Mechanics of Aeronautical Solids, Materials and Structures

Abstract

This course, on the mechanics of solids and materials, as well as aeronautical structures, aims to give an overview of the necessary notions for structure sizing within the aeronautics field. It begins by establishing all of the classic notions of mechanics: stress, strain, behaviour law and sizing criteria. Also covered are notions that are particular to aeronautics, with a particular emphasis on the notion of limit loads and ultimate loads. Different problem-solving methods, particularly the finite element method, are then introduced. The methods are not classically presented and instead, energy minimization is drawn on in order to minimize the number of equations, all while remaining within a framework that one may comprehend ‘with their hands’. The book then addresses the subject of plasticity, showcasing its influence on structure sizing, and especially the advantages it has for sizing criteria.
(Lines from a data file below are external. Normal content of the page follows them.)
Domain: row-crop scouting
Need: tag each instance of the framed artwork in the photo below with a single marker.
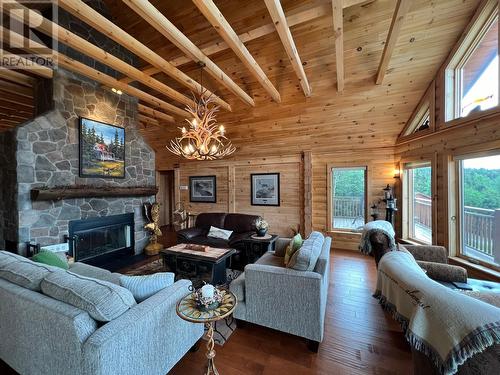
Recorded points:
(202, 189)
(102, 149)
(265, 189)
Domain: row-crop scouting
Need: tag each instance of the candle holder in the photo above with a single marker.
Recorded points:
(207, 303)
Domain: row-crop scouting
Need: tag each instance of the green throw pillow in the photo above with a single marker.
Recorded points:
(50, 258)
(295, 244)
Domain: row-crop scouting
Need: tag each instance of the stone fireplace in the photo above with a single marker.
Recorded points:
(95, 239)
(44, 153)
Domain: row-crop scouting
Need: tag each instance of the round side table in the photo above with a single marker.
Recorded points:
(188, 310)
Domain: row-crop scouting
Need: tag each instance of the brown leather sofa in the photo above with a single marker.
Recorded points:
(242, 225)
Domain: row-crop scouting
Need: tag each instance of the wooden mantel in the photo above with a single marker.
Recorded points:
(58, 193)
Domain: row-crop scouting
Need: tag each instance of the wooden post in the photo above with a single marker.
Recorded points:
(496, 237)
(231, 188)
(307, 193)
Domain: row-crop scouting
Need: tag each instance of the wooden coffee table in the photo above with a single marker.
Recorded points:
(198, 266)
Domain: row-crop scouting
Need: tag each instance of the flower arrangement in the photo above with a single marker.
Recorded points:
(208, 297)
(262, 226)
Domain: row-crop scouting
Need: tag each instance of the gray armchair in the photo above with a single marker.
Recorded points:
(271, 295)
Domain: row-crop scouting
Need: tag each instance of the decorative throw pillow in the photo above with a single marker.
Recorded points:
(143, 287)
(26, 273)
(7, 257)
(306, 257)
(295, 244)
(219, 233)
(50, 258)
(103, 301)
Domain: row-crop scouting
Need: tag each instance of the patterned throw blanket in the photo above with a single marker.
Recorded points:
(380, 226)
(445, 325)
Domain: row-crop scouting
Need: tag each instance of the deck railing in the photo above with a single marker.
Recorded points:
(479, 229)
(348, 207)
(478, 225)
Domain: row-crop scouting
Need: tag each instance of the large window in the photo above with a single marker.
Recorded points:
(417, 190)
(348, 200)
(472, 76)
(479, 208)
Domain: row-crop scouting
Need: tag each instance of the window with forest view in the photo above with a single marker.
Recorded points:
(472, 76)
(480, 208)
(418, 202)
(348, 198)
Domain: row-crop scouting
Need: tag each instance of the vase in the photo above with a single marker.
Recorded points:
(261, 232)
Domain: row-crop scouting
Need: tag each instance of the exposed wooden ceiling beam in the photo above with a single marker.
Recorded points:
(11, 115)
(21, 109)
(147, 120)
(67, 37)
(402, 8)
(19, 78)
(15, 88)
(156, 19)
(9, 96)
(24, 64)
(155, 114)
(350, 3)
(80, 68)
(76, 66)
(84, 12)
(217, 20)
(278, 17)
(338, 29)
(296, 18)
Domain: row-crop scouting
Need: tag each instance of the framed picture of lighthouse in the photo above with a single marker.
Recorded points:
(102, 149)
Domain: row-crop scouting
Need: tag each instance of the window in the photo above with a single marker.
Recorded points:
(417, 198)
(422, 118)
(424, 122)
(479, 208)
(472, 75)
(348, 199)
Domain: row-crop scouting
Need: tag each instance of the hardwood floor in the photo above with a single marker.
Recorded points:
(360, 338)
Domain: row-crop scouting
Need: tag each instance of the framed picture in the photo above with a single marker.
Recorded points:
(102, 149)
(202, 189)
(265, 189)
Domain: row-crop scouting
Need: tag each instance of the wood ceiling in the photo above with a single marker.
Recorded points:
(310, 88)
(362, 114)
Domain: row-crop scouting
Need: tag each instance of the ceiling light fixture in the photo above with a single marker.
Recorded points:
(203, 139)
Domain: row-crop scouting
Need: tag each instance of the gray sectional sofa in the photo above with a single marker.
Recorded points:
(288, 300)
(42, 335)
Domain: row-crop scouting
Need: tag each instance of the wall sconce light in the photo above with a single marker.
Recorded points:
(397, 171)
(388, 193)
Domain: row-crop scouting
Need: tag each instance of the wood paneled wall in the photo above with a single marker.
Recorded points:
(303, 185)
(233, 189)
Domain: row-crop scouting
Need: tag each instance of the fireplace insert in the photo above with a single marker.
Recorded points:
(96, 240)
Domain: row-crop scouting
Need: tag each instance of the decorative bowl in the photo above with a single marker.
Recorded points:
(261, 232)
(207, 304)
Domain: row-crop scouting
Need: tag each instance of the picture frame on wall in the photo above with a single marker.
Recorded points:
(203, 189)
(101, 149)
(265, 189)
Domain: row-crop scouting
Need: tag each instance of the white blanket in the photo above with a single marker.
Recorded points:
(445, 325)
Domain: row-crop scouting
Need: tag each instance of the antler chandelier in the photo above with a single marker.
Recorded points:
(203, 139)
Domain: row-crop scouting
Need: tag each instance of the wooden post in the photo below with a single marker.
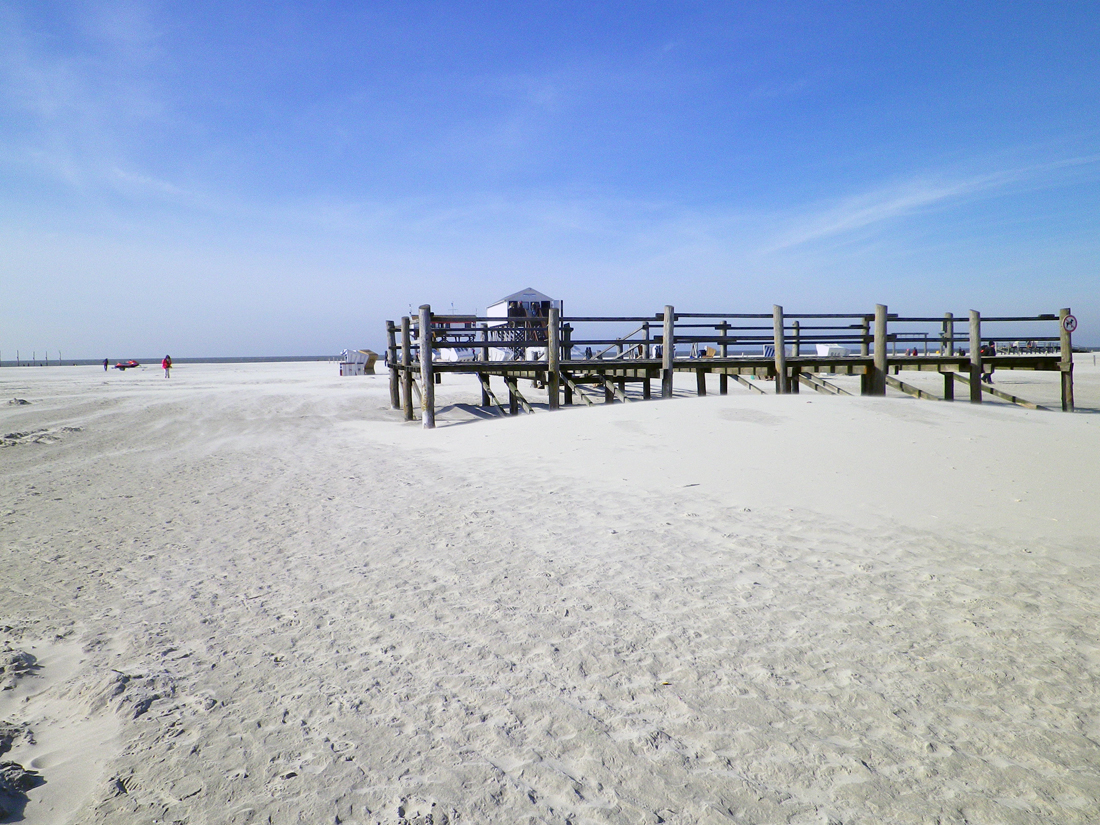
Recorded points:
(975, 356)
(407, 370)
(724, 351)
(427, 377)
(1066, 365)
(553, 358)
(395, 385)
(881, 365)
(646, 391)
(948, 348)
(668, 350)
(796, 350)
(777, 323)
Finally, the physics of the 2 main materials in aeronautics, namely aluminum and composite materials, are discussed, so as to shed light on the sizing criteria outlined within the previous chapters. The corrected exercises help the student to test their comprehension of the different topics. What is so original about this book is that from the outset, it places itself within the field of Aeronautics. Sizing criteria are indeed rather particular in this field. Nevertheless, the notions discussed remain valid for the majority of industrial fields: Mechanical Engineering and Finite Elements do in fact remain the same. Another original facet of this work is that it consolidates basic continuum mechanics with a very succinct description of finite elements, and a description of the material aspect of the main materials used in aeronautical structures, being aluminum and composites. This publication is therefore a summary of the basic knowledge deemed necessary for the (“Airbus”) engineer working within research departments. The book is simultaneously aimed at both students who are beginning their training and also engineers already working in the field who desire a summary of the basic theories. Lastly, the publication aims to limit the amount of formulas provided as much as possible, in order to highlight the significance of the physical. Any readers who may be interested in demonstrations are advised to refer to more specific and theoretical works, such as [COI 01], [DUV 98], [GER 73], [HEA 77], [KHA 95], [LEM96], [MIR 03], [SAL 02], [THU 97], [UGU 03], etc.